Gut geschulte Mitarbeiter, die selbst über ein umfassendes Wissen verfügen, aber auch der gute Riecher für Präsentation und Kundenbedürfnisse. Für die Kunden gibt es auf der Website deshalb auch Pflegehinweise und Informationen zu Festivals sowie Events, beispielsweise werden Multimedia-Vorträge von Experten wie Bergsteigern im Laden angeboten und es gibt Rabatt-Aktionen für ehrenamtlich engagierte Rettungshelfer.

Bläsen: „Die Veranstaltungen sind sehr beliebt, wir haben interessante Leute auf dem Podium und die Kunden schätzen Erfahrungsberichte aus erster Hand. Beispielsweise welche Ausrüstung für welche Tour wichtig ist, wie man sich vorbereitet und was man beachten muss, wenn man sich bei Temperaturen von minus 20 Grad draußen aufhält.“ Inzwischen hat die adventure company zwei Filialen und ein extra Geschäft nur für Schuhwerk.

Den Online-Shop gibt es seit über 10 Jahren, allerdings als Schaufenster im Internet. Für mehr bräuchte man zu viel Manpower und Lagerräume. Es war von Anfang an klar, dass man nicht mithalten wollte mit den Großen. Stattdessen gibt es einen Verleih-Service, beispielsweise für Schneeschuhe oder Steigeisen, wichtig auch für jene Phasen, in denen der Markt etwas stagniert, wie derzeit. „Allerdings“, so Sascha Bläsen, sei das ein „Jammern auf ziemlich hohem Niveau“.

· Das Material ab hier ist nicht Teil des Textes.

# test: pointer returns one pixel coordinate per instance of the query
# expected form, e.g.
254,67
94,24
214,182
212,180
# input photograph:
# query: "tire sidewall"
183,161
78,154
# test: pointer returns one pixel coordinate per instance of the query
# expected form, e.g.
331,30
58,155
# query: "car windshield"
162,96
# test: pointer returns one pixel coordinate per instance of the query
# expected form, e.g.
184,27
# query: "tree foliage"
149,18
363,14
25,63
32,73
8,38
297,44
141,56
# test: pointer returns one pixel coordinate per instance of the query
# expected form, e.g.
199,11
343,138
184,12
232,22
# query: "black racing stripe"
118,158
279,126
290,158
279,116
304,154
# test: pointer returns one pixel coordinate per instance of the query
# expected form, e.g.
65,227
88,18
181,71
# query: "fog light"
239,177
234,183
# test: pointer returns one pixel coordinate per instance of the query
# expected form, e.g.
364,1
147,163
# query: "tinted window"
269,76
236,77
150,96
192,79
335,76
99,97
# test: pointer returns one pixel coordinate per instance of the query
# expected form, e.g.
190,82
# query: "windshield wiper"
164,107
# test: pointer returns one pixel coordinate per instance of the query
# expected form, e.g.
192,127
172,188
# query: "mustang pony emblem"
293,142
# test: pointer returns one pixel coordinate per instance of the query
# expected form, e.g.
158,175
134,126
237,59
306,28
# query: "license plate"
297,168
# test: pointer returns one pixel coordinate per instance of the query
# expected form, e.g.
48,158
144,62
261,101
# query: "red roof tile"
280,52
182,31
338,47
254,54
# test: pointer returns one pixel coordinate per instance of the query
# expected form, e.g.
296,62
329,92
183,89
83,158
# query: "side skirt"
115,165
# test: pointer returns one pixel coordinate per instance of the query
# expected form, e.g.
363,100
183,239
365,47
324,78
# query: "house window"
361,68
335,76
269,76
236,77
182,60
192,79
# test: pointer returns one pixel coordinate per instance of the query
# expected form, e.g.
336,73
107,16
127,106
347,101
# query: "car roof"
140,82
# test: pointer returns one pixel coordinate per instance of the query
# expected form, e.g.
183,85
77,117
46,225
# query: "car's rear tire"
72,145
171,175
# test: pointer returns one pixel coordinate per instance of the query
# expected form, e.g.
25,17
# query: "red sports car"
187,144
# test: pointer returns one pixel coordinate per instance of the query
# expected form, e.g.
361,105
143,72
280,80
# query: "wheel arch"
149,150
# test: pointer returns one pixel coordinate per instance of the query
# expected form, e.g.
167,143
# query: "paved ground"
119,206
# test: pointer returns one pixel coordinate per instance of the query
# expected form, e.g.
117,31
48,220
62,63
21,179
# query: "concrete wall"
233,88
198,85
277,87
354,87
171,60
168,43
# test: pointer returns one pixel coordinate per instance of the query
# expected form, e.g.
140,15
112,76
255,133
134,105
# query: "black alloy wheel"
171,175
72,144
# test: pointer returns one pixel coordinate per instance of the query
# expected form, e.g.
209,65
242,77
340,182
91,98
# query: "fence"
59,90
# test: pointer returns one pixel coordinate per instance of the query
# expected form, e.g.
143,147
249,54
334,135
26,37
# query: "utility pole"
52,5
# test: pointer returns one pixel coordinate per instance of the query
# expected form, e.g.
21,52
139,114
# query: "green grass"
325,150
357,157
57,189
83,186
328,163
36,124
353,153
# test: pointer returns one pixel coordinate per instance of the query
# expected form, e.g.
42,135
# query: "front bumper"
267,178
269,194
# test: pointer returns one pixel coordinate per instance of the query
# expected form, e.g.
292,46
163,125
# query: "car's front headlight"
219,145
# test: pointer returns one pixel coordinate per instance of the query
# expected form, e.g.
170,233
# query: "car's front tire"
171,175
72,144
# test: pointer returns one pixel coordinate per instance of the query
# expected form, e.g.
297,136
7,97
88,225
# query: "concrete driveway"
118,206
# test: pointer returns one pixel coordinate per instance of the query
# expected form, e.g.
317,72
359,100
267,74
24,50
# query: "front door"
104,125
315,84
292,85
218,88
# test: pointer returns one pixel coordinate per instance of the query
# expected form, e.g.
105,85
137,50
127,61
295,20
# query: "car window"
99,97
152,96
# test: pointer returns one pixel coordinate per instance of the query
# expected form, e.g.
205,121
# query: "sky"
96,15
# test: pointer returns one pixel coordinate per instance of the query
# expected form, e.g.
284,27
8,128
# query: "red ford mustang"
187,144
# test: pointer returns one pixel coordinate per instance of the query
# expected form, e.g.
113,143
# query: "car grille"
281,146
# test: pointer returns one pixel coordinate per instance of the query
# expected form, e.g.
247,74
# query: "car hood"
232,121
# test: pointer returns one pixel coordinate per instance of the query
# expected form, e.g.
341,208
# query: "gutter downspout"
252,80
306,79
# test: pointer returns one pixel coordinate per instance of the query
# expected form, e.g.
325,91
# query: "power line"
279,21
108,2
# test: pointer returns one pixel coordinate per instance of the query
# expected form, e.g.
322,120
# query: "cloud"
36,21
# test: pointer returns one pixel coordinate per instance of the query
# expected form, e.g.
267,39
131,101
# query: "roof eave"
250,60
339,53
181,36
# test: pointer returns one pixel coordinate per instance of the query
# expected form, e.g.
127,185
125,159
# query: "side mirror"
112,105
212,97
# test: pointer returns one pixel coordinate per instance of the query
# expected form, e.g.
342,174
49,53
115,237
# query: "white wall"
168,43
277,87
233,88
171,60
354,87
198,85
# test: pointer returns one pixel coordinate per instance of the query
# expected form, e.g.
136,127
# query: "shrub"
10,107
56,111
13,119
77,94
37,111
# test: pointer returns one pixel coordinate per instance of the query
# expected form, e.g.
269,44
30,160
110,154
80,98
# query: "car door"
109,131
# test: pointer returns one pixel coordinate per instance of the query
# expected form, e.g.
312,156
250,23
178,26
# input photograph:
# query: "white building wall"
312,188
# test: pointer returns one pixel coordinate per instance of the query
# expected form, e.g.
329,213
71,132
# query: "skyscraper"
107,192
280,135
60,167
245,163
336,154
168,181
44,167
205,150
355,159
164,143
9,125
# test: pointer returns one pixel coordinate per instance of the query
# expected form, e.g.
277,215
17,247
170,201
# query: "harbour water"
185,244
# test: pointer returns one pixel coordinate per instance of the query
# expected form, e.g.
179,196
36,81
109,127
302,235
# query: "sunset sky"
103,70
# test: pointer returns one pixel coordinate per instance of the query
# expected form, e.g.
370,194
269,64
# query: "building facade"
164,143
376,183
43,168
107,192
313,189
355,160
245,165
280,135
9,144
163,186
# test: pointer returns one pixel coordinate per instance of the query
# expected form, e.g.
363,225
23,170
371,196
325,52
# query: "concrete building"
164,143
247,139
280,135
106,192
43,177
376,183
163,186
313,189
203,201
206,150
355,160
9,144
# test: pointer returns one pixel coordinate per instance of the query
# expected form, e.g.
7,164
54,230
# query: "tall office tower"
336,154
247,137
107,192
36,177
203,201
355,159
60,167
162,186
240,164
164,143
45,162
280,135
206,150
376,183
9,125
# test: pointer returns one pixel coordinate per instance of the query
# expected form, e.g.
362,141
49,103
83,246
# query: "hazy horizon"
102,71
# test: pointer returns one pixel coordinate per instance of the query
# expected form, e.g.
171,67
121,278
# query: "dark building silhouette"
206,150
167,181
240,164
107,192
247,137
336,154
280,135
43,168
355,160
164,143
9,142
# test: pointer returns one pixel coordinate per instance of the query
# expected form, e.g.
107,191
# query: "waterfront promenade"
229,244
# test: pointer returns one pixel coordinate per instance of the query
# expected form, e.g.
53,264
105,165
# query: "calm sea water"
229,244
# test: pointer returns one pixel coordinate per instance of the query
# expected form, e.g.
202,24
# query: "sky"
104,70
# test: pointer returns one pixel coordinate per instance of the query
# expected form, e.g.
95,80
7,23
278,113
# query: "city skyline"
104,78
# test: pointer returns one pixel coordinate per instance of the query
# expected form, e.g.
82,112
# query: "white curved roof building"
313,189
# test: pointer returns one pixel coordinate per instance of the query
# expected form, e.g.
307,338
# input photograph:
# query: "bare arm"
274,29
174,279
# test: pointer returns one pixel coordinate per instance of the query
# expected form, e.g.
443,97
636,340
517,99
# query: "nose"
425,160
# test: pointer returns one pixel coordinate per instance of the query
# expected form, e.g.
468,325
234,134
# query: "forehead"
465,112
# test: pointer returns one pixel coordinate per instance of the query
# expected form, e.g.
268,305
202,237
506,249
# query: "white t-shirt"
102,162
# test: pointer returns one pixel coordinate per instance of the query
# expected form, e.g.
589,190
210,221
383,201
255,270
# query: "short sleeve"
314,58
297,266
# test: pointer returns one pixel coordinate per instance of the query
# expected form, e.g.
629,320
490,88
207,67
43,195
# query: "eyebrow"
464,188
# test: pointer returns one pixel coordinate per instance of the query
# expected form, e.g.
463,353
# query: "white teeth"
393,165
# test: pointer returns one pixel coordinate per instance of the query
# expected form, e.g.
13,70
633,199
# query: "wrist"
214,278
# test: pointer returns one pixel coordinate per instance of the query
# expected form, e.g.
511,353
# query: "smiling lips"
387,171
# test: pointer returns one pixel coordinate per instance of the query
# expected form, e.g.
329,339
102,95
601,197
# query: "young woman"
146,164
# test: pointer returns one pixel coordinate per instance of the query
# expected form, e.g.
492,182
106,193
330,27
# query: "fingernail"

Natürlich sei auch die Parksituation in der Stadt, gerade an Samstagen, sehr schlecht. Seine Kunden, wenn sie nicht gerade aus den umliegenden Gemeinden, wie zum Beispiel Denzlingen kommen, seien aber meist mit dem Fahrrad oder zu Fuß unterwegs und das sei auch ein Grund für den Online-Shop, „klein, fein, aber regional und ein Zusatz für die Kunden von außerhalb.“ Die Aussicht für das Jahr 2018, hinsichtlich der Umsatzerwartungen, seien daher trotzdem nach wie vor sehr positiv.